Ingrained and unquestioned beliefs lead us to do stupid and self-destructive things all the time, but our minds are frequently so strongly on auto-pilot that we don’t even realize the contradictions. That’s what I’m seeing from many people in their reactions to the assassination of Anwar al-Aulaqi.
Are you familiar with the concept of cognitive dissonance? It’s an idea in psychology that says when we’re confronted with two contradictory pieces of information or beliefs, our minds experience some discomfort, so the mind is forced to ignore one or the other of the contradictory pieces — in order to make the psychological pain go away. (That’s an oversimplification, but it’s good enough for our purposes.)
After I wrote Saturday about the case of al-Aulaqi, I experienced some of that cognitive dissonance from one of my Facebook friends. Or, rather, someone who was a Facebook friend until she got so angry about my view that she defriended me, but not before demonstrating the bizarre nature of contradictory thinking about al-Aulaqi and blind support of government on certain subjects. Her initial exposition of her position started with simply, “Whatever….He was a traitor!!”
I pointed out to her that the man was accused of crimes by the U.S. government, but were those accusations adequate grounds for the government to become prosecutor, judge and jury in passing down a sentence of death? I asked her whether the government should use the same standard for others accused of crimes. She refused to answer the question — which was the only question on the table — and she continued to make an issue of what the guy had said. She quoted al-Aulaqi’s words which she indicated showed that he deserved to be killed:
“To the Muslims in America, I have this to say: How can your conscience allow you to live in peaceful coexistence with a nation that is responsible for the tyranny and crimes committed against your own brothers and sisters? I eventually came to the conclusion that jihad (holy struggle) against America is binding upon myself just as it is binding upon every other able Muslim.”
To which I asked, “And your point is that because he believes that, he should be killed? Which other beliefs do you also believe qualify for the death penalty with no trial?” Again, she wouldn’t answer the question, instead choosing to say, “HOW CAN YOU DEFEND HIM…” She honestly seemed confused about the difference between defending a man’s actions and defending the rule of law.
I asked her why she trusted government to make these sorts of life and death decisions with no checks. She claimed that she doesn’t trust the government:
“I dont’ trust ANYONE in the government. and I bet I am on their s***list with all my posts…I wouldn’t put it past them to take me out and half of my friends..BUT in context of the POS the fact is and not alledged is this man is a traitor…it is on tape for the world to view…”
So she doesn’t trust the government, but she does trust government to kill people without trials. Does this make sense? My question to her: “So you don’t trust the government, but you believe the people you don’t trust when they tell you what they ACCUSE him of doing — because of the particular charge. Are you familiar with cognitive dissonance?”

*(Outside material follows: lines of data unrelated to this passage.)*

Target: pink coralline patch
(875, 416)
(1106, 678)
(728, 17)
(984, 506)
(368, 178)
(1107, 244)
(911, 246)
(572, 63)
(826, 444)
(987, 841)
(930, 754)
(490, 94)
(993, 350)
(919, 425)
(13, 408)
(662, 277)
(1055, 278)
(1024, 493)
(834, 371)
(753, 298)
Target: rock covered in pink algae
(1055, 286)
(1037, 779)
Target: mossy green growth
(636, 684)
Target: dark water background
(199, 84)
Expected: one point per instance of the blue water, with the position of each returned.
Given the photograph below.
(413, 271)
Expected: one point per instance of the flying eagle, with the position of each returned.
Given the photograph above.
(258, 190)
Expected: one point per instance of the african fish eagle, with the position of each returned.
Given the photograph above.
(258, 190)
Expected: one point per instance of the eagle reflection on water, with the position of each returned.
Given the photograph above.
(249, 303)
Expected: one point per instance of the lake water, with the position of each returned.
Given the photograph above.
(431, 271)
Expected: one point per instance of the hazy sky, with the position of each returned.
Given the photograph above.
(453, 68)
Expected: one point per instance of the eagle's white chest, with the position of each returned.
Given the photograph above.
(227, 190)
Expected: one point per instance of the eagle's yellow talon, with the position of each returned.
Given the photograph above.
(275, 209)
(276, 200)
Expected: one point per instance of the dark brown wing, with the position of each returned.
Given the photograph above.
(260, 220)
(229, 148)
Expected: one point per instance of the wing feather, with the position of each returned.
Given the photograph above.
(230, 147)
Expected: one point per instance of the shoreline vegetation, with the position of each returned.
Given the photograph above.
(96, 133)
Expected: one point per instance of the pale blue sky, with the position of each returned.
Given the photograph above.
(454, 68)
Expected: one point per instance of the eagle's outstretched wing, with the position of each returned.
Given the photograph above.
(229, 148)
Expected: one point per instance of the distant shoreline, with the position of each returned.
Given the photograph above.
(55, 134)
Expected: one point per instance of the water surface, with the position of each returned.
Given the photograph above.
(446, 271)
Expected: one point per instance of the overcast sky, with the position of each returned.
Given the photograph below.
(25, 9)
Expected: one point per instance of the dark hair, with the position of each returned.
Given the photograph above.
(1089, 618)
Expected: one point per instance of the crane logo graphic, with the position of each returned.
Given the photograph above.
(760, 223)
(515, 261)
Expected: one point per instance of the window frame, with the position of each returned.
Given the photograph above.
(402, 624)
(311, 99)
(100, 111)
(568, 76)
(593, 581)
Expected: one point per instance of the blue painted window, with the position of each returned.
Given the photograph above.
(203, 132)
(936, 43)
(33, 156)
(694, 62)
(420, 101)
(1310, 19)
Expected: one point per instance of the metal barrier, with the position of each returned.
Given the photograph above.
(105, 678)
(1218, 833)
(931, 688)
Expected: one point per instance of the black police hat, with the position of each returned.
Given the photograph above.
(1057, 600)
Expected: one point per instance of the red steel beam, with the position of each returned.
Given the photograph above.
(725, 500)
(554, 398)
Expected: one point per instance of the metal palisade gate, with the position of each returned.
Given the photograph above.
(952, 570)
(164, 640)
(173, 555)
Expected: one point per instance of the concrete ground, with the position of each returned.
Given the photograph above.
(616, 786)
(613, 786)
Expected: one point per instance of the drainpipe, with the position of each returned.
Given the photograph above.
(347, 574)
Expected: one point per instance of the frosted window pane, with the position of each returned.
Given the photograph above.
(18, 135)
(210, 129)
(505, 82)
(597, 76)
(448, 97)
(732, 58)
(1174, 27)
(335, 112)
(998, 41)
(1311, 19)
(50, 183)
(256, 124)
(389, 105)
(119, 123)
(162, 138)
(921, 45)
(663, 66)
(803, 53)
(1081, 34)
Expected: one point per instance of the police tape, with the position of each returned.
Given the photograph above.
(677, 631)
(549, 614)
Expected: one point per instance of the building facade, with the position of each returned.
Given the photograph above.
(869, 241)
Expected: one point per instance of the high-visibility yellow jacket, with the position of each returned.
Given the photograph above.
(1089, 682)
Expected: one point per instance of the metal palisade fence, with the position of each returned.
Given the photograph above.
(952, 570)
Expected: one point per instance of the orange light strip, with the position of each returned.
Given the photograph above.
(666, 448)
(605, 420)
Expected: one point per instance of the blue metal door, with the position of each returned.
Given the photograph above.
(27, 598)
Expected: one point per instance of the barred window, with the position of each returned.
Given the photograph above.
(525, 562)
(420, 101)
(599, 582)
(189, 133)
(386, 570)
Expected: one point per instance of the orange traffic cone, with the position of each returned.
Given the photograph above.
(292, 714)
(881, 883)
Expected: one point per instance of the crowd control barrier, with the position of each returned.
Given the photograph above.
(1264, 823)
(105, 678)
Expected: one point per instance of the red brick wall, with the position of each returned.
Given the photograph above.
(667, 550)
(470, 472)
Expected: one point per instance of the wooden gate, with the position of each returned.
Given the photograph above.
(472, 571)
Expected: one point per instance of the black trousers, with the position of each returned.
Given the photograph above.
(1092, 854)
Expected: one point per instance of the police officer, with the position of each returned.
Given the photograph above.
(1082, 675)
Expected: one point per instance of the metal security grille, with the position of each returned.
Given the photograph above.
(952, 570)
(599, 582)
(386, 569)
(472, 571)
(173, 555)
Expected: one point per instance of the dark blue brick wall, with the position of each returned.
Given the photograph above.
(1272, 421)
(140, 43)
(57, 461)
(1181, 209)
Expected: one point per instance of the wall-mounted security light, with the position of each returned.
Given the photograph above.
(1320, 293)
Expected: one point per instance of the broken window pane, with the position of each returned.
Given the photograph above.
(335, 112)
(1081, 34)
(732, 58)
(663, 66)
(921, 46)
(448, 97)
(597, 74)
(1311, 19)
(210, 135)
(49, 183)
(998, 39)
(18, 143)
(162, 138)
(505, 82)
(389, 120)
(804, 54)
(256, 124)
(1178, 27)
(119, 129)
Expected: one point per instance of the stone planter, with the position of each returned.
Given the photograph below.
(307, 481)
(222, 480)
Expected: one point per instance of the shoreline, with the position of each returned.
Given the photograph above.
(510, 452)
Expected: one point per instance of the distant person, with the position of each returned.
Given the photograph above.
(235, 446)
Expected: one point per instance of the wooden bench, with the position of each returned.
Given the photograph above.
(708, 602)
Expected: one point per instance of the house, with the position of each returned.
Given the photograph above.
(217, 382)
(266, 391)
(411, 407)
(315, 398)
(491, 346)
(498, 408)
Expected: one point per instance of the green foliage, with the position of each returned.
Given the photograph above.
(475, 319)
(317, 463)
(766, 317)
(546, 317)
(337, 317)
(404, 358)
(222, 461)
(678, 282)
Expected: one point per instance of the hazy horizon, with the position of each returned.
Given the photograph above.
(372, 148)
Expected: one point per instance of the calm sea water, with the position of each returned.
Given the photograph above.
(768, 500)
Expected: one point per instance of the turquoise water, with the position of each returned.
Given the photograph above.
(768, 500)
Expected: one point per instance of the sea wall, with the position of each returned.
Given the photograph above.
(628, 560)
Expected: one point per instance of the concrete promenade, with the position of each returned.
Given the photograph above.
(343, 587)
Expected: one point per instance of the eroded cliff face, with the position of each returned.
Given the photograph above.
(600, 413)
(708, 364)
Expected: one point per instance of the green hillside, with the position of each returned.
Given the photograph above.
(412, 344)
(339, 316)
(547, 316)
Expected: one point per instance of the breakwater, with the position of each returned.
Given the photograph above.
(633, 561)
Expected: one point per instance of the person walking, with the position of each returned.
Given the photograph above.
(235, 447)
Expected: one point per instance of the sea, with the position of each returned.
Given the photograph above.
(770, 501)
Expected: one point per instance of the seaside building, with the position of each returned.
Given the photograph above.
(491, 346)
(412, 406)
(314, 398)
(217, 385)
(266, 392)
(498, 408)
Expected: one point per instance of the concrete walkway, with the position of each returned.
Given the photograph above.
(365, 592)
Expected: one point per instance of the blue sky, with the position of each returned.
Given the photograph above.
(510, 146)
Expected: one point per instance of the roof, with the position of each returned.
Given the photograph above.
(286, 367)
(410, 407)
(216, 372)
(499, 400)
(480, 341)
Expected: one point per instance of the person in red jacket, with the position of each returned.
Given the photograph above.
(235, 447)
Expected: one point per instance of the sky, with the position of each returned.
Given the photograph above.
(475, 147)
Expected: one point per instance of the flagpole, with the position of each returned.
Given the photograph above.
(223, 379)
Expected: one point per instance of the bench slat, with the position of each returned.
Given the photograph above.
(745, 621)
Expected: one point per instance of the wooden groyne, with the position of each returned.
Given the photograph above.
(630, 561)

And that’s what made me start thinking about the contradictions in people’s thinking on this subject. The conservatives (and even a few libertarians) who are willing to support this assassination almost universally say they don’t trust government in general (and don’t trust the Obama administration in particular), but they do trust this government to kill a U.S. citizen without trial or oversight. That’s a clear contradiction, but the people taking this position just can’t see it.
When the brain is given two contradictory things, it has to believe one or the other — and discard the one that’s not convenient to accept. In this case, the people taking this position feel the need to believe that it’s OK to kill this particular bad guy. In order to believe that, they have to ignore what they also believe about not trusting government. They have to ignore what their position means about the government being able to do the same thing to them. And they have to angrily dismiss anyone who points out the contradictions of their position.
I don’t defend al-Aulaqi. He clearly wanted to recruit other Americans to oppose the U.S. government, and he clearly believed that it was moral and acceptable to encourage others to use violence to do that. But there are many of us who oppose what the U.S. government is doing. At what point does the U.S. government start lumping everybody together who opposes it? At what point does it start jailing people as traitors for opposing the immoral things it’s doing?
If you actively oppose the things the U.S. government is doing around the world, but you support the assassination of al-Aulaqi, you’re suggesting that it might be acceptable for government to punish you for your beliefs and your words — without a trial. Even if you think al-Aulaqi was a bad guy — as I do — it’s shortsighted to support giving sanction to government to kill him without charges and without trial.
I don’t support or defend al-Aulaqi, but I do support and defend the rule of law. The U.S. government made it clear that it has no respect for the rule of law. The people supporting this assassination are doing the same thing.
Note: If you’d like to know more about why the human mind fools itself in this way — disregarding contradictions that are painful to see — I strongly recommend that you read, “Mistakes Were Made (But Not By Me): Why We Justify Foolish Beliefs, Bad Decisions, and Hurtful Acts.” It might change the way you look at things you’ve done and things that people you love (or hate) have done.